Ma dal Pd arriva la smentita. Da ambienti democratici del Senato si apprende che il partito non ritirera’ il disegno di legge a firma Anna Finocchiaro e Luigi Zanda che potrebbe impedire al M5S di candidarsi alle elezioni. Si tratta di un “testo già presentato nella precedente legislatura”, si spiega, “e molto probabilmente non verrà mai discusso, ma non c’e alcuna intenzione di ritirarlo. Zanda a La Repubblica non ha mai detto che lo avrebbe ritirato”. “Si è trattato di un titolo decisamente forzato”, si commenta tra i senatori Pd.

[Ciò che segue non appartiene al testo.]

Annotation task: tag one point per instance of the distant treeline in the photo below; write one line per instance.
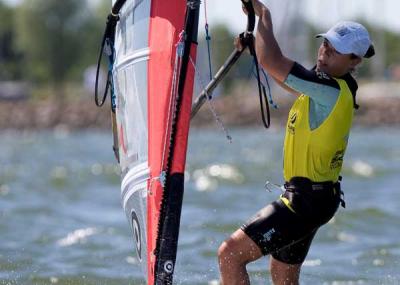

”Le tentano tutte per metterci fuori gioco: ieri hanno fatto una leggina stupenda, fatta da due del Pd, tra cui una signora che è lì da 25 anni con la scorta per andare all’Ikea perché la smontano e poi la rimontano a casa”, è il contrattacco di Beppe Grillo durante un comizio a Lodi. “Hanno presentato una leggina” affinché “alle prossime elezioni i movimenti non si possano candidare: lo sanno benissimo che noi non siamo un partito. Continuano a far finta che non esistiamo, allora fanno una leggina con i requisiti per farci diventare un partito perché loro sono in imbarazzo, sono spiazzati da questa storia dei rimborsi e non sanno come uscirne. Allora fanno la leggina…”. Poi rincara la dose: “Il Pd non ha ritirato il disegno di legge per impedire ai movimenti di partecipare alle elezioni “perché non si sa mai“, attacca l’ex comico da Brescia. “Hanno fatto una leggina per dire che un movimento non può candidarsi alle elezioni, cioè deve prendersi i soldi – ha detto – per costringerci a prenderli anche noi in modo che poi non possiamo dire più niente” e perché “un partito necessita un tesoriere, delle sedi fisiche e dei capi bastone mentre noi siamo un movimento“.  Per il leader del Movimento 5 Stelle “hanno fatto questa legge per togliere a 9 milioni di persone la possibilità di andare a votare e non hanno ritirato le legge, la lasciano lì perché non si sa mai. Questi sono i democratici di sinistra”.

E lo stop al ritiro arriva anche dall’altra firmataria, Anna Finocchiaro. “Per quanto mi riguarda no”, afferma infatti la presidente della Commissione Affari Costituzionali al Senato, bloccando ogni ipotesi di ritiro della proposta di legge. “Questo testo nasce per rispondere all’esigenza di un controllo del finanziamento pubblico ai partiti”, spiega. Nella legge si dice che “fino a quando i partiti non sono associazioni riconosciute – prosegue la Finocchiaro –  nessuno può esercitare questo controllo”. Occorre, aggiunge Finocchiaro, che “ci sia un controllo sull’uso che i partiti fanno di questi soldi. Occorre che lo Stato sia certo che quel partito sia ciò che scrive la Costituzione, ossia un luogo in cui vige la democrazia interna”.

In ”questo momento fare una legge come quella di cui Anna Finocchiaro è prima firmataria, con la quale si vorrebbe impedire ai movimenti di partecipare alle elezioni, significherebbe fare un regalo a Beppe Grillo”, ha detto il sottosegretario alla Presidenza del Consiglio dei Ministri, Gianfranco Miccichè. “Il capo del Movimento 5 Stelle – ha aggiunto Miccichè – non deve essere combattuto in questo modo, ma sul piano della politica. Non voglio fare polemiche con il Partito Democratico, ma l’abitudine di cercare di neutralizzare gli avversari politici in questo modo non è la giusta strada da intraprendere. Si potrebbe pensare, al limite, di far sì che i movimenti non abbiano il rimborso elettorale: non è corretto, infatti – ha concluso – che chi non si è organizzato come un partito, possa usufruire di un rimborso che è previsto dalla Costituzione soltanto per i partiti”.

E anche Matteo Renzi, dai microfoni di Radio 1,  sconfessa la proposta di legge: “Io sono deluso da M5s. Potevano cambiare le cose, lanciare finalmente un messaggio di novità e anche di rottura. E poi è arrivato il soccorso rosso del Pd che ha tirato fuori un ddl per me assurdo per non fare candidare il Movimento 5 stelle”.